Stuart Dyer’s Game of Chance


Stuart Dyer is an old soul, who has had an eye for hunting treasure for as long as she can remember. More than 10 years ago she turned her personal passion into a full time profession when she founded Ladybug Vintage. She shared some of her own secrets of sourcing and collecting with CGN.

Stuart Dyer at home. Photo by Frank Ishman

Please tell me how you came to do what you do? What were some of your earliest creative inspirations and influences?

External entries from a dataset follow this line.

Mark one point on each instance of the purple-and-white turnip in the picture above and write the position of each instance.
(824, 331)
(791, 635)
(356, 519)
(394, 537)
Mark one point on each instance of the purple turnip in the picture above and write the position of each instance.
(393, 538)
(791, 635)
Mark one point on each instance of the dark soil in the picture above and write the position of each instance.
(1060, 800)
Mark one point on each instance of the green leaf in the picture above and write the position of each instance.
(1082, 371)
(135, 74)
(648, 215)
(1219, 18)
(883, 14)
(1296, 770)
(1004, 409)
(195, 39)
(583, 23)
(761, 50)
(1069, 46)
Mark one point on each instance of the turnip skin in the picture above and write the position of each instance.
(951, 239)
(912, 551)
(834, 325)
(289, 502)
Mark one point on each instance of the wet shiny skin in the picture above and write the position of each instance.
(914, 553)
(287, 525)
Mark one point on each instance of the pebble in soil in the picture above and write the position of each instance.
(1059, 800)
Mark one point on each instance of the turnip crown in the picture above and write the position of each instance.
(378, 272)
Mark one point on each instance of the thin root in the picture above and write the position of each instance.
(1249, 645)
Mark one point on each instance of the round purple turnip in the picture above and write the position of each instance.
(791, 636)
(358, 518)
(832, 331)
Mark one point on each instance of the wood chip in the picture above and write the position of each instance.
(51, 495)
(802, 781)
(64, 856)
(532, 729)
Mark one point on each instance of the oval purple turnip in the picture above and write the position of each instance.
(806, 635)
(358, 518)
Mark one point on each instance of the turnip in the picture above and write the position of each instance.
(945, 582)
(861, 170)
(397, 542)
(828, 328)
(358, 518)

I started Ladybug Vintage in 2009. It is a vintage jewelry and accessories business which focuses mostly on the international glamour and country club chic eras of the 1960s and 1970s. From as far back as I can remember, I have been an avid fan of vintage. My interest started when I would spend time with my grandmother on Sundays. She had a huge jewelry box filled with vintage costume and real jewelry pieces, and I would spend hours trying everything on. I never got tired of it! I also loved watching old movies with her from the 1940s through the 1960s, and I quickly became obsessed with the clothing and jewelry featured in the films. My interest in vintage expanded further when I would accompany my mother to flea markets and antique shows where she would look for British antiques and Chinese export pieces. I wanted to collect something too, so I would look for things I could afford with my allowance. No one really wanted Vintage clothing and costume jewelry then.

After college, I moved to New York City, took night classes at Parsons School of Design and then worked as a clothing designer. During this time, I started acquiring vintage pieces to use as design inspiration. After working  in fashion for 15 years and moving to Chicago, I decided to turn my passion for vintage into a business and started Ladybug Vintage.

We have talked to a lot of art collectors over the years for CGN – often it’s a long time before they even realize they have a collection. Please talk about what it means to buy things that you love with an eye for selling them to someone else.

I have always bought what I love, whether its vintage jewelry, vintage clothing, art or antiques – now I continue to do the same thing on a bigger scale. I find if I stay true to what I love, the pieces I acquire work together even if from different eras, creating a cohesive collection that appeals to my buyers.

Are there any secrets to finding a vintage treasure among a lot of...junk? Do you have favorite sources or sites?

I think the secret is experience. I have been acquiring vintage for so long I can usually rather quickly spot what I am looking for. When I arrive at a booth at a flea market, I’ll scan the space to get a sense of what is there, and then focus. Since I mostly look for jewelry and accessories, I start where smaller pieces are kept.

My favorite sources always change. It is a game of chance. One time I could go to a thrift shop and find a treasure trove, and the next time I go back find nothing. The same can be said about the other places where I like to search, such as auctions (both live and on-line), flea markets and antique malls. I look for vintage wherever I happen to be, even when travelling.

I know you have an art history background and I read that you are also a life-long lover of antiques.

I am! I have many collections. In addition to vintage jewelry and accessories, I collect mid-century modern furniture, vintage Limoges dishes, antique botanical prints, colorful 1960s and 1970s graphic art, Murano glass and paperweights.

Are there certain designers or categories you recommend new collectors, or anyone with a level of interest in vintage clothing and jewelry, should look to collect? 

I recommend that people collect what speaks to them and what they find beautiful or interesting, because the value of things comes and goes. I suggest you do research to develop an eye for what you like and become familiar with signature pieces, designer’s marks, etc. That being said, high-end designer pieces from Hermes, Chanel, Dior and Gucci, tend to hold their value.

What are some challenges to being a professional ‘collector’?

The biggest challenge is to not become a hoarder – ha! Besides that, I find that it can be a challenge to buy things that are only in good condition, are of high quality, and to truly stick to pieces that I love. I have learned the hard way not to buy something just because it is a bargain.